Is it Time to Throw Away your Supercomputers – or How Folding@Home is Dominated by the New Kids in Town
Jeff Atwood at Coding Horror is not the first, but maybe the most popular blog yet to comment on the recent inroads the Playstation 3 has made into the Folding@Home-world. Although the console has only been released for a few month, it has already contributed 72 percent of the computing power in the entire Folding@Home project. Not to mention that it was only released in all of Europe the day before yesterday. And has not exactly taken the world by storm, either, if you look at the sales figures (the Wii, the PS2 and the Xbox360 are all selling better in the recent months in the US). Still, the PS3 has shown all other contestants where they stand with regards to Folding@Home. Therefore I have asked myself the question: is it time yet to throw away the traditional supercomputers and start again from scratch with Cell?
Short answer: no. Not yet, at least. Maybe later :P. Long answer: there are a couple of things wrong in the simple picture that is painted by the Folding@Home OS-stats.
Die, FLOPS die!
As Jeff already points out in his article, what is compared here are FLOPS. Floating Point Operations per second. Which means exactly – not too much. FLOPS have been used as a marketing instrument to boast about the power of a new supercomputer or CPU basically forever. Yet I am not interested in how many simple floating point additions in a row a CPU can perform – because I am never going to get that kind of workload for a real-world program anyways. My programs have branches, memory accesses and all kinds of other operations that will keep that CPU far off its theoretical performance maximum at all times, even for the most basic data-parallel operations. That’s why the supercomputing centers invest heavily in benchmarks that are similar to their actual workloads – if FLOPS did mean much to them, they could as well save their money.
A more interesting number would be in this context, how many work units of the Folding@Home project have been calculated by each architecture – a number that is unfortunately not revealed.
Not all Operations Are Created Equal
The Cell processor has a very impressive performance for single-precision floating point operations. Unfortunately, its performance sucks when it comes to double-precision floating point operations. In computer games, this does not matter much and this is what the first generation Cell processor was optimized for. The picture is different for many traditional supercomputing workloads – double precision is required there. And although there are ways to compute double precision accuracy on single-precision hardware, as far as I know they are not commonly employed. There are rumors out there that the next generation Cell processor will not have this problem – but until it is out and these can be confirmed, this remains a serious weakness of the cell.
Why Settle for the Cell, when You Can Have a GPU?
If you take a look at the numbers in the articles I linked to again, the real star is not the Playstation 3. It’s the GPUs. With only 733 active GPUs at the time, the total computing power reached equals the power of 25.239 traditional CPUs running Linux. Of course, this is comparing apples and oranges again, as of course FLOPS are compared (see above) and half of these Linux-CPUs might as well be 386s. Or worse :P. We will never know exactly, but it is obvious that the GPUs are operating in a whole different dimension.
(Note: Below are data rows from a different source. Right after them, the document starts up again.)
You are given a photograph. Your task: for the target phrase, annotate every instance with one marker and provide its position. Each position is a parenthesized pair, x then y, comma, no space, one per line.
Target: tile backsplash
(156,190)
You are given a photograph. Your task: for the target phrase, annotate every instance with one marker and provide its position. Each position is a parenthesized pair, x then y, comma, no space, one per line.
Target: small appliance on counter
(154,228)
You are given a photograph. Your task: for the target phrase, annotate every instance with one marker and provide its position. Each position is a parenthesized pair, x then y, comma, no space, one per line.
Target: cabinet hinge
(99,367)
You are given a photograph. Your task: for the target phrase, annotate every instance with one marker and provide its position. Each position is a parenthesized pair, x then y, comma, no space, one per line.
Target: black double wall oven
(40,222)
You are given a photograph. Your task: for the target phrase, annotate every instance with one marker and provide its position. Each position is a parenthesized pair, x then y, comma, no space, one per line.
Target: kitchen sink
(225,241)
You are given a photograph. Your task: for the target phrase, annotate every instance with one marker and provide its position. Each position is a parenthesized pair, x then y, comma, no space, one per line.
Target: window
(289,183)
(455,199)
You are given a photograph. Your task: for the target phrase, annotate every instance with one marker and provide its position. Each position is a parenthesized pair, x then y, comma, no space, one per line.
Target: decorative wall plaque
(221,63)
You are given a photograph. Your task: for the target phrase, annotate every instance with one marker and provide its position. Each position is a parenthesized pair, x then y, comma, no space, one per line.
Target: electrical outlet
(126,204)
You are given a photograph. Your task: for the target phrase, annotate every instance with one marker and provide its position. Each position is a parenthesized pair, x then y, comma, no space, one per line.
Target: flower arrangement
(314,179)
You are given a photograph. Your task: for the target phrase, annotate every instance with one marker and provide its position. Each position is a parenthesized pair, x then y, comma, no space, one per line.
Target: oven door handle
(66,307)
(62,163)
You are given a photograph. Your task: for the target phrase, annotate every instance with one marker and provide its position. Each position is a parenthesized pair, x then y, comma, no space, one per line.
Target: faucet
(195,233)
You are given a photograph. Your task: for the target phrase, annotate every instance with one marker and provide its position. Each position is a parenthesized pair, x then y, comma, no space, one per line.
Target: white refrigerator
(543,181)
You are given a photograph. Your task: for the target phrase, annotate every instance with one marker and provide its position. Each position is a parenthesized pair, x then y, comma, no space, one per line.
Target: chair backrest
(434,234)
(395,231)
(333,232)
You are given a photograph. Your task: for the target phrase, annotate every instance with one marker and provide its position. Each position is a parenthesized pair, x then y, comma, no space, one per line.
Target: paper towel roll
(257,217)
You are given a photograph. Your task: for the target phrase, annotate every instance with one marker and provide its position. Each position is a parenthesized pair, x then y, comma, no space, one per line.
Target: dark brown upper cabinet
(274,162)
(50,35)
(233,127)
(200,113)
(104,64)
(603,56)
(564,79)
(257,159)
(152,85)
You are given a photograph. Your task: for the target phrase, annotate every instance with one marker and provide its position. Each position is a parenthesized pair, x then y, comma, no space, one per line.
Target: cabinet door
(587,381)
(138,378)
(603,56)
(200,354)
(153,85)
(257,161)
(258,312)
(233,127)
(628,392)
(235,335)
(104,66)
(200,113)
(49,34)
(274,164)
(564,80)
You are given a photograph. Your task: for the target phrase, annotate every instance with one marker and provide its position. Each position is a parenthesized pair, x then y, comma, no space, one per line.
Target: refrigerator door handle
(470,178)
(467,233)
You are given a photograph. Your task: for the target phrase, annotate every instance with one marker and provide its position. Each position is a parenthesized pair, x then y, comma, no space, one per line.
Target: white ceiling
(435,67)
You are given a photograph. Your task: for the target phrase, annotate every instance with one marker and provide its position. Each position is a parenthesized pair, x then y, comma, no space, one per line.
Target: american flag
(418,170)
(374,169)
Of course, they also have the same single-precision floating point problem as the Cell at this time.
So let’s try to rephrase the original question slightly: is it time yet to throw away the traditional supercomputers and start again from scratch with PS3s or run of the mill GPUs? There are many points in favor of this proposition:
- They are dirt-cheap. Economy of scale really helps these and in a year or two we will see them in virtually every PC or game-console sold.
- They are power-efficient. A PS3 takes about the same 200W to run as a traditional PC (and I have seen gaming PCs that take much more). GPUs have grown to be more power-hungry over the past few years as well, but in relation to their computing power they are still a bargain when it comes to power consumption
- They are blazing fast. How fast just depends on your workload and on a whole lot of other factors, but amazing things are possible with them.
Some pretty strong points in favour of the specialized CPUs. Now let’s take a look at the bad:
Regular readers of my blog know whats coming know. There are decades of experience with programming traditional CPUs. We have pretty good compilers by now and people that know how to program them efficiently. None of this is there for the new architectures. There are compilers for the Cell out there, but I hear they are not exactly bug-free or easy to work with. And how could they be? This architecture is so new there just have to be problems! The same is true for the GPUs.
And let’s not even start about legacy codes. I just don’t see many scientists reprogramming their applications for the new architectures tomorrow – they want to get their science done and many of them are happy to have their simulations or calculations or whatever running on the architectures they have today.
These obstacles can and will be overcome by the big players in supercomputing – the ones with huge staffs to help users reprogram their applications or that will even do it for them. The normal supercomputing center at your university? I guess not. Or at least not tomorrow.
Of course, as always, I can only tell from my limited experience – so here goes my question: do you see specialized CPUs appearing in your computing center of choice in the near future? And if yes, would you actually put the processing power provided to good use?